As a future cardiothoracic anesthesiologist, it’s important for me to consider the surgical steps and potential areas of difficulty/complications which may arise during the intraoperative course. Although each procedure must be tailored to a patient’s unique set of comorbidities and surgical factors, I wanted to outline the basic steps involved in a routine coronary artery bypass grafting (CABG).
First, a median sternotomy is made using a pneumatic saw (“cracking the chest”) to access the left pleural space. The left internal mammary artery (LIMA) is carefully dissected off the chest wall while an assistant simultaneously performs ultrasound mapping of the saphenous vein system and harvests vein grafts from the legs endoscopically or with an open incision. Bypass-dose heparin (usually 4 mg/kg) is administered as the pericardial sac is opened. The remainder of the LIMA dissection is performed and the vessel is clamped distally.
Next, the ascending aorta is cannulated through two purse string sutures. At this point, it’s possible to begin cardiopulmonary bypass as long as sufficient volume is provided through suctioning or transfusion from the venous side. Usually, a venous cannula is inserted through two purse string sutures into the right atrial appendage. By doing this, blood is siphoned from the right atrium, goes to the cardiopulmonary bypass machine, and reenters circulation in the ascending aorta. Once bypass is initiated, systemic cooling occurs and an ascending aorta cross-clamp is placed.
If the heart is going to be bloodless (ie, virtually no oxygen supply), we better make sure its demand for oxygen is also minimal. This is achieved through a diastolic arrest with high potassium cardioplegia solution. An antegrade cardioplegia catheter is placed into the aortic root (uses normal coronary plumbing to flush cardioplegia into the heart) and a retrograde catheter is placed into the coronary sinus (perfuses the coronary network backwards). Additionally, cold ice solution is applied to the heart for topical cooling. The combination of cooling the heart, emptying it with bypass/venting to decrease wall stress, and arresting it with cardioplegia helps mitigate the mismatch between oxygen supply and demand after the aortic cross-clamp makes the heart ischemic.
Epicardial vacuum stabilizers allow cardiothoracic surgeons to stabilize a coronary artery for bypass without completely arresting the heart on cardiopulmonary bypass ("off pump CABG"). In the video, you can see a left internal mammary artery (LIMA) to left anterior descending (LAD) bypass on a stationary piece of epicardium thanks to the stabilizer. Note how the heart is still beating and perfused during the grafting.

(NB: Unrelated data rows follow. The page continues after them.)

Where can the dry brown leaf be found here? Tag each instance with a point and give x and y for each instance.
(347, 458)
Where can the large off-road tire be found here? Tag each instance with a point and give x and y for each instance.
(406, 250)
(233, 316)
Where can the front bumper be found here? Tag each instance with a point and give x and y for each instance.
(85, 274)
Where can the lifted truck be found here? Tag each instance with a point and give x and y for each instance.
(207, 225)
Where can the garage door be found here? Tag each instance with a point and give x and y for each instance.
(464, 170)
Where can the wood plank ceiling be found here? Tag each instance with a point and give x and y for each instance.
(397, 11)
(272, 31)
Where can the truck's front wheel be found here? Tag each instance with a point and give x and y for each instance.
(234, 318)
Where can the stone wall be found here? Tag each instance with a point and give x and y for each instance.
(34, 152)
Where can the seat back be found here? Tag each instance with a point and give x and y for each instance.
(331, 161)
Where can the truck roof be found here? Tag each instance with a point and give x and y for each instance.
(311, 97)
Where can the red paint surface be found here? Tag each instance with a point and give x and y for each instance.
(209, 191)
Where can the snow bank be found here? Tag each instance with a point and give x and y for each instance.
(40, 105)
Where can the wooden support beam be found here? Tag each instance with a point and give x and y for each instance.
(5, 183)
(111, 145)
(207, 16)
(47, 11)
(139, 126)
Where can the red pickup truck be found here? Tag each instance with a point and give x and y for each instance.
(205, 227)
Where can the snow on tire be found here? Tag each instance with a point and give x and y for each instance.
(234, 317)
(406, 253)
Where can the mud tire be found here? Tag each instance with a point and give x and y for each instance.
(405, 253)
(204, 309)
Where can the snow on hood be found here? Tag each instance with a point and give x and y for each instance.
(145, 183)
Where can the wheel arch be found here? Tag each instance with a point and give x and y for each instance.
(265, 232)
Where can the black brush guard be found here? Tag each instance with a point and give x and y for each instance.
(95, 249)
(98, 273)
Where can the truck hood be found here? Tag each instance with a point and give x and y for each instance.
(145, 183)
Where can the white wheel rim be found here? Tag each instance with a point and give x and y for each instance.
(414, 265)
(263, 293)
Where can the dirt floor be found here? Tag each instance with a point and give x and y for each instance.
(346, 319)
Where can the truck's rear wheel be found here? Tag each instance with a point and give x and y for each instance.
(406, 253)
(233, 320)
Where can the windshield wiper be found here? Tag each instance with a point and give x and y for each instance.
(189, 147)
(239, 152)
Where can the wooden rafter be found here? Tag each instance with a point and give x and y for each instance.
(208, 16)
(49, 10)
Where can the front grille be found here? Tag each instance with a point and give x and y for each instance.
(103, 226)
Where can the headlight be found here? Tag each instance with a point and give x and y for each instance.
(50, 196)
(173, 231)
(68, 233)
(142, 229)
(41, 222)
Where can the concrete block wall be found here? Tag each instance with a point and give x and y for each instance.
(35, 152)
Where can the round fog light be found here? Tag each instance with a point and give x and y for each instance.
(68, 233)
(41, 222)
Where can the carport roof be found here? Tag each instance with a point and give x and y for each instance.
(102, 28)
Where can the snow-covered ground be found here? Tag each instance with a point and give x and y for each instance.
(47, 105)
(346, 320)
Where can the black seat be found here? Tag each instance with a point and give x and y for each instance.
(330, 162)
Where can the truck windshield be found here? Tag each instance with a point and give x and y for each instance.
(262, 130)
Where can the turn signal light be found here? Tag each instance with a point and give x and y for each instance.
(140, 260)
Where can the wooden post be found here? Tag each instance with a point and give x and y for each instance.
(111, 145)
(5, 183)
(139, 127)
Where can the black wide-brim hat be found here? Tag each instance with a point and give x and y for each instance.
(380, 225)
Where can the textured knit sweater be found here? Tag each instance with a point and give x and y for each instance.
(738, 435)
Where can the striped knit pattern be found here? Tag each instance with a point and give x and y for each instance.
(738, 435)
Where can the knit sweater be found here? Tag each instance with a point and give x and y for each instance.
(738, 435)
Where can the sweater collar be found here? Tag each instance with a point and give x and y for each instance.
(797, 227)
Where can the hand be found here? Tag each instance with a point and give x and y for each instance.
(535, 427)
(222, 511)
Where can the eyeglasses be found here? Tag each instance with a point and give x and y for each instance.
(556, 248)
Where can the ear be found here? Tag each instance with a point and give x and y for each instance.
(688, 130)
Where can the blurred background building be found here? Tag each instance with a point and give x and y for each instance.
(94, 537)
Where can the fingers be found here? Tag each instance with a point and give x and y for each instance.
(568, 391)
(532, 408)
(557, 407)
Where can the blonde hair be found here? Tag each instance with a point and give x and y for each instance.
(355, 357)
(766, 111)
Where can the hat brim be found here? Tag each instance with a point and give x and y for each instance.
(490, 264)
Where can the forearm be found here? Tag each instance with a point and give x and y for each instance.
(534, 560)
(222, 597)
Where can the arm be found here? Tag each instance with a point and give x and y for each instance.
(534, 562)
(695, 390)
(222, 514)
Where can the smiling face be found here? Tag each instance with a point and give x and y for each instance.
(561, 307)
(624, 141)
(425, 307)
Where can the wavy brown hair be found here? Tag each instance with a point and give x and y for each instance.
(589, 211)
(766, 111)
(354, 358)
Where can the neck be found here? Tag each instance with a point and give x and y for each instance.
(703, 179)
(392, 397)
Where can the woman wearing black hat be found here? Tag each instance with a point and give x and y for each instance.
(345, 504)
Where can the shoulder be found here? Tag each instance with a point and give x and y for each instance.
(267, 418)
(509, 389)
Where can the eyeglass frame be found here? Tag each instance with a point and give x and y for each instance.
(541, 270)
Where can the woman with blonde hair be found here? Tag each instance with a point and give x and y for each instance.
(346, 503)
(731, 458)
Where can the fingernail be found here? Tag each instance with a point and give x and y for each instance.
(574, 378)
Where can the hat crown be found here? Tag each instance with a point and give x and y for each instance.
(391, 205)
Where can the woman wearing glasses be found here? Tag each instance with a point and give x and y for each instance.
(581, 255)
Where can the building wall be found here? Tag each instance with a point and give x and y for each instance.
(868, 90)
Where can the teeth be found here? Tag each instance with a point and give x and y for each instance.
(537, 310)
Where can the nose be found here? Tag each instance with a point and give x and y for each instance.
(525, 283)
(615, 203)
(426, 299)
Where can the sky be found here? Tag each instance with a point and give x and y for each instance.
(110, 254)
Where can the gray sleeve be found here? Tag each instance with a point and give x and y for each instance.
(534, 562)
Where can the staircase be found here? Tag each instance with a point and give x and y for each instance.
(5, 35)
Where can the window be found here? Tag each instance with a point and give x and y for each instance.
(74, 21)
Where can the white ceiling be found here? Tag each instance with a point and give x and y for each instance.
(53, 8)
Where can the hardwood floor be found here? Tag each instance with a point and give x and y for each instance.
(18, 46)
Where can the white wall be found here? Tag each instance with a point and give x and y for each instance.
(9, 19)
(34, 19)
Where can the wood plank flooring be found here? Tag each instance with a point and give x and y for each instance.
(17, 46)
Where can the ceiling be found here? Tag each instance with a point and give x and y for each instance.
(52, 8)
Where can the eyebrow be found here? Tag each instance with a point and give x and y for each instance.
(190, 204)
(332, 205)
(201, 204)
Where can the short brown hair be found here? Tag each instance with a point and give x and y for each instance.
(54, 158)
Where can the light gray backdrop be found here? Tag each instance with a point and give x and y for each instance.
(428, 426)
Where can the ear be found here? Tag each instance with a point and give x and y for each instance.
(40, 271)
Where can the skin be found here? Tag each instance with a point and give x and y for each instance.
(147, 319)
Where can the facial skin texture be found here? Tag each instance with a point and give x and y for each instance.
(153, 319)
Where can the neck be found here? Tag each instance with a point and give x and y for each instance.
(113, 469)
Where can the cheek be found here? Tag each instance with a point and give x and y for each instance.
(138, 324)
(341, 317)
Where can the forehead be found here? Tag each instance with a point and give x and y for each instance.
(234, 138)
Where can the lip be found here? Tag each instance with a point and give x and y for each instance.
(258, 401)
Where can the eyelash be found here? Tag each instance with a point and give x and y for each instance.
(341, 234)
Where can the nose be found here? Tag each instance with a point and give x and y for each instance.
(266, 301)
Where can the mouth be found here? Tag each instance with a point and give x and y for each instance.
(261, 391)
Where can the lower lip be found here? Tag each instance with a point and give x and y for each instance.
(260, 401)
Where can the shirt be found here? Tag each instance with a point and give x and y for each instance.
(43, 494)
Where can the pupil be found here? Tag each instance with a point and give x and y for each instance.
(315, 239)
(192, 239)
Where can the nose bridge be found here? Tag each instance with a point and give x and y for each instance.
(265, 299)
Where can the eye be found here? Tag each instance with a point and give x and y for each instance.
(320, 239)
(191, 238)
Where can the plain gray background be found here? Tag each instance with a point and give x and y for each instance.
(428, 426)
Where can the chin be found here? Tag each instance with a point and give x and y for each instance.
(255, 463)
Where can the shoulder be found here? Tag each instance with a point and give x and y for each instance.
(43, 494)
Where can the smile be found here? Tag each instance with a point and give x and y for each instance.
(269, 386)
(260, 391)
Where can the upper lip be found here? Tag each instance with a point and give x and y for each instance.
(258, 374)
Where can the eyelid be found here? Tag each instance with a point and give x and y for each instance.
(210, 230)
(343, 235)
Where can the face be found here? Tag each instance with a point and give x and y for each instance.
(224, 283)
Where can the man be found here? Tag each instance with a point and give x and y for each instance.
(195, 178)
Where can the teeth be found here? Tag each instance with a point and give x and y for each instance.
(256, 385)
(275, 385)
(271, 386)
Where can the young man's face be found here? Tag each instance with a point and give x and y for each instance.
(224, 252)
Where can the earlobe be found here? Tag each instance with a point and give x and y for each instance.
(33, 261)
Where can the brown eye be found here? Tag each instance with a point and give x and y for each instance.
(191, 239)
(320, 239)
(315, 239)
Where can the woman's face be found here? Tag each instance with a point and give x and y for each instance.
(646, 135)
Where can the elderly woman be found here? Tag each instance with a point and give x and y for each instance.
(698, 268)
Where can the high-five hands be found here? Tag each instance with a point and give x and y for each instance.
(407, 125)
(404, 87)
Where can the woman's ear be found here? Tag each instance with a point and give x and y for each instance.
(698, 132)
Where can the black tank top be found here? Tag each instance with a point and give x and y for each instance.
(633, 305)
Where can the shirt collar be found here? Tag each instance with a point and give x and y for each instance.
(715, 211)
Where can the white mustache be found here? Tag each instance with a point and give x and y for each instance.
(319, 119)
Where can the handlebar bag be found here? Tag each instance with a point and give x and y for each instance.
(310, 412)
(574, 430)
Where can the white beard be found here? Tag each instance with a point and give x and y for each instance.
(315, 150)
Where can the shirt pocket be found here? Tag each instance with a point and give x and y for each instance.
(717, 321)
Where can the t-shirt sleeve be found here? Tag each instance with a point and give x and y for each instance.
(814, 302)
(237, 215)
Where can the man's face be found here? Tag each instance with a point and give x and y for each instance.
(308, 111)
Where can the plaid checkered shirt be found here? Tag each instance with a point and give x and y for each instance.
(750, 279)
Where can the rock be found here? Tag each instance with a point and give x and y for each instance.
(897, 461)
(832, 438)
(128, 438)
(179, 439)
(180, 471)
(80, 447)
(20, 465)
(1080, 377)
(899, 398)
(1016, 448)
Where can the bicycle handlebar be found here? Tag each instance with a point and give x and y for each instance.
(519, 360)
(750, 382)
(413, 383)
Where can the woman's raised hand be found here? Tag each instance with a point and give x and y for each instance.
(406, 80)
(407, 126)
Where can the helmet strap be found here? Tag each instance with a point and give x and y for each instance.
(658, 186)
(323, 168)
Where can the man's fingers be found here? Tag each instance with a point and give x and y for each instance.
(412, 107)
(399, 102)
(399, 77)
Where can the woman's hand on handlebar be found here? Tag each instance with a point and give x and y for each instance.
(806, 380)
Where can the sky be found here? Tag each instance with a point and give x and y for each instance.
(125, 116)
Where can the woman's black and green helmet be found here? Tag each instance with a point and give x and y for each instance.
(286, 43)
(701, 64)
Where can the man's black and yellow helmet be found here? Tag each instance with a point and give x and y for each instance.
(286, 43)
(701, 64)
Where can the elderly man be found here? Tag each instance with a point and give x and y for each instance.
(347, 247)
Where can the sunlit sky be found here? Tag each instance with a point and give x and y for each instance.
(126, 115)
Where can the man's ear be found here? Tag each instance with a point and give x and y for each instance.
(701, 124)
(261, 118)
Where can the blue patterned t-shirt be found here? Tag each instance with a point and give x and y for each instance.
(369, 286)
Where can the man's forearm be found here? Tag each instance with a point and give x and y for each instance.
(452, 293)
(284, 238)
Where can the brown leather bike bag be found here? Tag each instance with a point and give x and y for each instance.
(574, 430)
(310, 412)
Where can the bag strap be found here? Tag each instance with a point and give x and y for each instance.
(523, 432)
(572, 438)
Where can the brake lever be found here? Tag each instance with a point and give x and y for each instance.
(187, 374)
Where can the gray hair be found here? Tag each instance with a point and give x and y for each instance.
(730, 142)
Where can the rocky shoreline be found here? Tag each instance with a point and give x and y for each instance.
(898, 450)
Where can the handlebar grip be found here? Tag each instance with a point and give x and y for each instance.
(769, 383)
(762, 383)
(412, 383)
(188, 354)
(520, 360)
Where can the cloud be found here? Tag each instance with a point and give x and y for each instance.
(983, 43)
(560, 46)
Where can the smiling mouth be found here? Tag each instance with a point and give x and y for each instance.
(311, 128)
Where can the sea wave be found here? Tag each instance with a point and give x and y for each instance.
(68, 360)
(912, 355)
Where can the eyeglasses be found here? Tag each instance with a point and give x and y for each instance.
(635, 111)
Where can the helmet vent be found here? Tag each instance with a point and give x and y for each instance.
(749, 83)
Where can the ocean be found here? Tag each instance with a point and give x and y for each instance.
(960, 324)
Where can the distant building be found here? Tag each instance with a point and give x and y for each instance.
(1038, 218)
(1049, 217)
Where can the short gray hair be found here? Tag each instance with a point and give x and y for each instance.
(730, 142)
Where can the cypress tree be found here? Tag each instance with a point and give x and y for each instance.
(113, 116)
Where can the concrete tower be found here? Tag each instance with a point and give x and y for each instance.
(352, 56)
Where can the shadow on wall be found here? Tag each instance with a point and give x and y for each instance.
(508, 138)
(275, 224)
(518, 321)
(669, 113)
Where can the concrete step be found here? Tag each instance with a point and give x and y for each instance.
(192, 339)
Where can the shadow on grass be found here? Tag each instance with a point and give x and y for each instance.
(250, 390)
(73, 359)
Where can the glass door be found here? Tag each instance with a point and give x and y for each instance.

Next, vessel grafting commences. The posterior, distal grafts (ie, right coronary artery) are performed first. Reversed saphenous vein grafts (SVGs) are anastomosed end-to-side distal to the diseased coronary artery in running fashion. Since the LIMA is already connected to the aorta proximally and the left anterior descending (LAD) coronary artery is on the anterior heart, the LIMA-LAD end-to-side anastomosis is usually done last.
All the vein grafts now need to have their proximal anastomoses completed onto the ascending aorta in an end-to-side fashion. Systemic rewarming is initiated and a partial occluding clamp is placed on the aorta prior to beginning these proximal anastomoses. Once finished, de-airing is performed of all the grafts and right ventricular pacing wires are placed.
Weaning from cardiopulmonary bypass is its own topic but requires careful coordination between the surgeon, anesthesiologist, and perfusionist. Transesophageal echocardiography (TEE) is especially useful at this point to guide weaning. Once successfully weaned, the bypass cannulas are removed and systemic heparinization is reversed with protamine sulfate. Chest tubes are left in the mediastinum and left pleural space. The sternum is closed with stainless steel wires, and the overlying fascial layers are closed with absorbable sutures.